While material purchases are purchases of tangible products that one intends to keep, experiential purchases are purchases of products that must be experienced. Restaurant meals, movies, or vacations are examples of experiential purchases. While there is no official categorization of products into experiential or material, most consumers intuitively know the difference.

Through an analysis of more than 6 million reviews on and a series of seven experiments, a research team from Olin Business School of the Washington University in St. Louis, The Wharton School of the University of Pennsylvania, and University of Toronto’s Rotman School of Management demonstrates that the decision process for purchasing experiential and material products differs, specifically in the context of consumer reviews: when deciding on whether to buy a product, the research shows, shoppers are less likely to pay attention to the opinion of other purchasers if they are buying an experiential product than if they are buying a material product.

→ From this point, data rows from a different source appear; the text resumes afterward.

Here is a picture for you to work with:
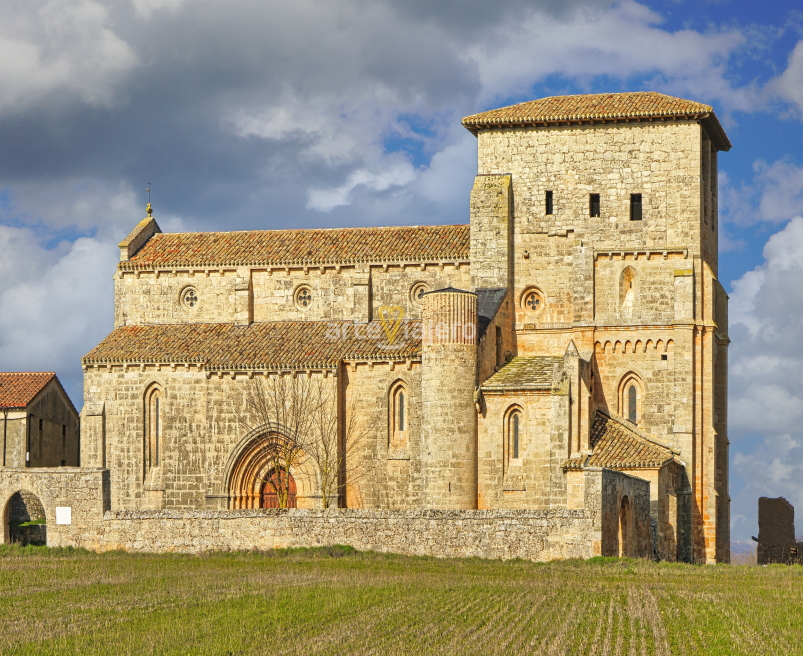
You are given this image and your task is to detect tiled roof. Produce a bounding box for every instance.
[0,372,56,408]
[463,91,731,150]
[82,321,421,371]
[482,355,563,391]
[477,287,507,337]
[119,225,470,269]
[563,412,674,469]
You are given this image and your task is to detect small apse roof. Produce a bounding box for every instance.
[463,91,731,150]
[0,371,56,408]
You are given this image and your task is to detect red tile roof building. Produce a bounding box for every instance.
[77,92,731,562]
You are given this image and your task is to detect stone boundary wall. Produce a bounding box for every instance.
[61,508,599,560]
[0,467,651,561]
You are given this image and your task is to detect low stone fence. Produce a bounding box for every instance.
[55,508,599,560]
[0,468,651,561]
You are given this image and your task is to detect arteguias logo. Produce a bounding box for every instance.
[379,305,404,344]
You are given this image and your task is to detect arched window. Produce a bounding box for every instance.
[389,381,410,447]
[619,371,644,424]
[627,383,638,424]
[618,496,630,558]
[619,266,636,312]
[504,407,523,464]
[145,385,162,470]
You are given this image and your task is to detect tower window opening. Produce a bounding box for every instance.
[388,381,408,448]
[502,406,522,468]
[627,385,638,424]
[589,194,599,216]
[630,194,641,221]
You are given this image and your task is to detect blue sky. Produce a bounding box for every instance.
[0,0,803,540]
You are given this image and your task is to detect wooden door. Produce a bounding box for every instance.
[260,470,296,508]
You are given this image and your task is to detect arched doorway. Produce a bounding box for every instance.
[259,470,296,508]
[228,431,317,510]
[6,490,47,546]
[619,496,630,558]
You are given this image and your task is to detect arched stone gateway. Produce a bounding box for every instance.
[260,469,298,508]
[4,490,47,546]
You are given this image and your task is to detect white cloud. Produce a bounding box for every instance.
[131,0,196,19]
[0,231,119,408]
[0,0,137,114]
[729,216,803,538]
[468,0,755,110]
[768,41,803,116]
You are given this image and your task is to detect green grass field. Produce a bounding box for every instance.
[0,546,803,655]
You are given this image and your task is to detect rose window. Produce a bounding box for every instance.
[523,289,544,312]
[296,285,312,310]
[181,287,198,310]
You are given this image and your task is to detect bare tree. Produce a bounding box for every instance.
[307,380,365,508]
[238,375,312,508]
[238,375,364,508]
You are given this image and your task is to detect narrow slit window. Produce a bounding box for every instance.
[399,392,404,431]
[630,194,641,221]
[627,385,638,424]
[589,194,599,216]
[145,387,162,470]
[388,381,408,448]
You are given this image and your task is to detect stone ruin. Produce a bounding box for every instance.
[753,497,803,565]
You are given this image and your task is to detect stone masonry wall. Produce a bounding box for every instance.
[115,262,471,326]
[82,362,428,510]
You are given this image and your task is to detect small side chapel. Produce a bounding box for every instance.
[80,92,731,562]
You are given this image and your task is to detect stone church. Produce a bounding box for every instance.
[81,92,731,562]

For example, the analysis of millions of reviews on Amazon showed that for reviews dealing with experiential products, shoppers were more likely to respond “No” when asked if the review was helpful, compared to reviews dealing with material products.

The experiments were equally revealing. In one experiment, for example, participants were asked to list either an experiential or material purchase that they intended to buy in the coming year and then tell whether consumer reviews would have an impact on their purchase decision (e.g., which brand to buy, etc.). Another experiment asked the same questions for an experiential or material product, but after the participants had read actual reviews of the product. Still another experiment compared participants’ response to positive and negative reviews, and found that reviews for experiential products had less influence on purchase decision than reviews for material products.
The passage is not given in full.